People have built similar things for a lot less money, which works fine for people like us. The scace is a proper product for professionals with flow control that offers more consistency shot-to-shot and unit to unit than, say, a yard built thermocouple-in-a-basket which might change depending on the basket prep, grind, weight and tamp of the shots used for the measurements. There's also a bit of schrödingers cat about measuring an actual shot...

https://www.amazon.co.uk/Scace-Espresso-Thermofilter-Temperature-Pressure/dp/B00PRJYFGE

https://www.espressoparts.com/scace-2-espresso-machine-thermofilter-temperature-pressure-device

https://sprudge.com/sprudgetips-use-your-scace-correctly-13869.html

https://www.home-barista.com/reviews/scace-thermofilter-temperature-device-t453.html#p2877

___
Eat, drink and be merry


----------



## kennyboy993 (Jan 23, 2017)

I nominate Tom as the official forum thermoblock/jet temp control expert 

Thanks mate good learning here - i must try this on my bambino

It's the flow parameter we were all missing - incorrectly assuming we should measure temp just like a 'water store' type espresso machine ie a boiler.

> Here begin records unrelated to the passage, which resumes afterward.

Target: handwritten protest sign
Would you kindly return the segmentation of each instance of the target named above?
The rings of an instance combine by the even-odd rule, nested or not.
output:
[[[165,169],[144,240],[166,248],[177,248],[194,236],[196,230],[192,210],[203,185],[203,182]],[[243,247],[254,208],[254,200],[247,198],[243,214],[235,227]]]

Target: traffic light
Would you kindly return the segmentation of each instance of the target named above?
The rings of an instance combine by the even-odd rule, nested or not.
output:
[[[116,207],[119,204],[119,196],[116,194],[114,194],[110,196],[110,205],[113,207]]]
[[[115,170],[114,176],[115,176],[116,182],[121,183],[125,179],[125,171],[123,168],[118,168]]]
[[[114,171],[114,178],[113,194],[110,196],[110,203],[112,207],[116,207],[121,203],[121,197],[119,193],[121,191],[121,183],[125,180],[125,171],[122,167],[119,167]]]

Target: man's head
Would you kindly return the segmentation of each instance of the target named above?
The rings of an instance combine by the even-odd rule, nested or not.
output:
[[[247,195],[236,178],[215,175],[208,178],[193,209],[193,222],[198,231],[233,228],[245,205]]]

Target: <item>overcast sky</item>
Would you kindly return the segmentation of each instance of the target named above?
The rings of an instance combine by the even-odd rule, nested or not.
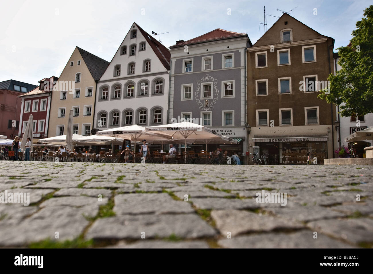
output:
[[[59,76],[78,46],[111,60],[134,21],[148,33],[162,34],[168,47],[220,28],[247,33],[253,44],[264,34],[266,15],[294,17],[347,45],[357,21],[372,0],[1,0],[0,81],[37,84]],[[317,9],[317,15],[314,9]],[[228,15],[228,9],[231,15]],[[278,19],[267,16],[269,29]],[[159,40],[159,35],[157,39]]]

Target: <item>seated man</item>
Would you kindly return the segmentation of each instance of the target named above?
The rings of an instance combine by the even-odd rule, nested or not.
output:
[[[166,162],[170,158],[174,158],[176,157],[176,149],[173,147],[173,146],[171,144],[170,145],[170,151],[168,152],[168,153],[167,155],[165,155],[164,156],[162,156],[162,158],[163,159],[163,164],[166,164]]]

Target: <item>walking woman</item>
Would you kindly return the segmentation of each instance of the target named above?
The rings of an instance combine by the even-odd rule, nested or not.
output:
[[[13,141],[13,143],[12,144],[12,150],[14,151],[14,158],[13,158],[13,160],[15,161],[18,160],[18,149],[19,148],[19,142],[18,141],[19,139],[19,137],[18,136],[16,136],[14,138],[14,140]]]
[[[26,157],[25,157],[25,161],[30,160],[30,149],[31,148],[31,138],[30,137],[27,137],[26,139],[27,141],[26,142]]]
[[[149,151],[149,147],[146,143],[146,140],[142,140],[142,144],[141,145],[141,149],[140,150],[140,153],[142,152],[142,156],[144,157],[144,160],[146,160],[146,154]]]

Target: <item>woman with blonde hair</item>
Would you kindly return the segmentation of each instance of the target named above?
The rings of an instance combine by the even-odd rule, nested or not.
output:
[[[18,136],[16,136],[14,138],[13,142],[12,143],[12,150],[14,151],[14,158],[13,160],[15,161],[18,161],[18,149],[20,147],[19,142],[18,141],[19,139],[19,137]]]

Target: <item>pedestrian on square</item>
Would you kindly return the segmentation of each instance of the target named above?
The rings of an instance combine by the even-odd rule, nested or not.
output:
[[[13,160],[15,161],[18,161],[18,149],[20,147],[19,142],[18,141],[19,139],[19,137],[18,136],[16,136],[12,143],[12,150],[14,151],[14,156]]]
[[[31,148],[31,138],[30,137],[27,137],[26,139],[27,142],[26,142],[26,145],[24,147],[26,148],[25,157],[25,161],[30,160],[30,149]]]
[[[146,143],[146,140],[142,140],[142,144],[141,145],[141,149],[140,150],[140,153],[142,152],[142,157],[144,157],[144,160],[146,160],[146,154],[149,151],[149,147],[148,144]]]

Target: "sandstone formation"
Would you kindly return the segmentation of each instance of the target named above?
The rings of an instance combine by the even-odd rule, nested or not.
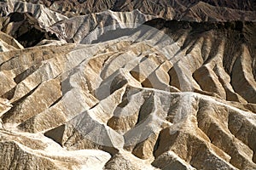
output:
[[[254,1],[0,3],[0,169],[256,169]]]

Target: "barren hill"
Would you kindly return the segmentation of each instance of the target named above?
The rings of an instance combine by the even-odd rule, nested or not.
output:
[[[0,169],[256,169],[255,1],[3,1]]]

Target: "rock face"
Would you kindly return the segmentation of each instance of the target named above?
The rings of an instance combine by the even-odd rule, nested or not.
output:
[[[256,169],[254,1],[0,3],[0,169]]]

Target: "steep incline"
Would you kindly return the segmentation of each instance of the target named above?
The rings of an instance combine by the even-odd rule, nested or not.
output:
[[[254,1],[1,3],[0,169],[256,169]]]

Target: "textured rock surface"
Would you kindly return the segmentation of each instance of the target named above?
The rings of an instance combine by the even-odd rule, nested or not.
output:
[[[255,2],[0,2],[0,169],[256,169]]]

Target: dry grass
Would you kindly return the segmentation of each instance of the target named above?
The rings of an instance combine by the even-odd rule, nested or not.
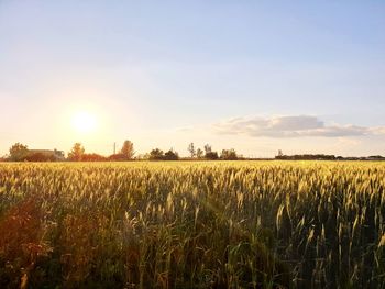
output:
[[[1,164],[1,288],[383,288],[385,165]]]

Sent from my iPhone using Tapatalk


----------



## TomHughes (Dec 16, 2019)

kennyboy993 said:


> I nominate Tom as the official forum thermoblock/jet temp control expert
> 
> 
> 
> ...


 Ah you have @ajohn to thank really. It was some of his ideas that got me digging.

It seems the ability of the thermocoil and potentially even greater with the thermojet there isn't enough time to generate exchange of heat from the coil to the water flowing through it if the flow is too high.

So this is important both for testing and for extraction.

This is probably the reason why I will be getting rid of the barista pro in a couple of years as I want to upgrade to a machine I can play with the variables more.

The BP only seems to want to extract at around 18-20g, the single isn't great and I think this is due to the difficulty in getting a constant pressure over the course of extraction, as it's too restricted at the start then suddenly flows faster.

The BP (and other sages) make a really nice cup of coffee, but fall down because of the inability to control its need for restricted flow. So as the flow increases the temp most likely drops, meaning the last bit of espresso is extracted at a colder temp.

Personally I find the best cups of coffee from the sage come from pulling ristrettos and stopping the pull before this happens.


----------